Militias don’t trust Kyiv against Kremlin – Regina Leader
Maj. Viktor Kulyk, the deputy commander of Ukraine’s newly created national guard, is proud to help his country in its hour of need.
At its Kyiv headquarters, guards stand on duty in regular military fatigues, while in an operations room inside, a map on the wall shows their units from Lviv in the west through to Donetsk in the east.
Already, they number at least 3,000 men – ready to mobilize at a moment’s notice, he says, in the event of the feared Russian invasion.
There is, however, just one problem: While Ukraine’s new government has started up a new reservist force to defend the country following the Crimea debacle, Kulyk’s men are not part of it.
They form an entirely separate organization that wants nothing to do with the government – one of a growing number of private armies that have sprang up since the revolution that ousted former president Viktor Yanukovych last month. Formed during the street fighting that led to his fall, they include Pravy Sektor, the nationalist group whose far-right leanings have helped Moscow to portray the revolution as a fascist-led coup.

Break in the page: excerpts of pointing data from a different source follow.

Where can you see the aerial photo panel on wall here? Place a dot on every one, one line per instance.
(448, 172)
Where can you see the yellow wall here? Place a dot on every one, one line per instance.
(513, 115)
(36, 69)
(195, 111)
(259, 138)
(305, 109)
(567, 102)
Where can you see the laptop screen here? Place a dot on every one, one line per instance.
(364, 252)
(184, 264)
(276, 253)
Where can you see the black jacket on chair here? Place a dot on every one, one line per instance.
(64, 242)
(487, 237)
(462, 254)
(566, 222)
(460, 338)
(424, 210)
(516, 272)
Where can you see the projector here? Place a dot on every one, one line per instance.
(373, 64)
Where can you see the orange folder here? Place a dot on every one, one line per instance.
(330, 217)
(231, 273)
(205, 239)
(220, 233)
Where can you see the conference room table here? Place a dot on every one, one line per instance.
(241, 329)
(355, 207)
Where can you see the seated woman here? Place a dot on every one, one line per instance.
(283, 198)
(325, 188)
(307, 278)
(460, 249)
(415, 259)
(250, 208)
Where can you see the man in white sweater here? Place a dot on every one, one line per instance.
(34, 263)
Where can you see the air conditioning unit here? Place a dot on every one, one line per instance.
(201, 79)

But while Kyiv’s new, pro-European leaders are under pressure from the West to rein them in, men such as Kulyk are in no mood to take orders from a government they already distrust for losing Crimea. “The ministry of interior has asked us to disband, but we are not willing to,” he said. “It is like asking a man to become a woman, as it is normal that any man wants to protect his homeland.
“The government gave up Crimea without a shot, and now it is facing further trouble in the east of our country and not doing anything about it.”
Known originally as “hundreds” because each unit was made up of 100 volunteers, the militias started as self-defence units to protect the crowds from Yanukovych’s feared security police.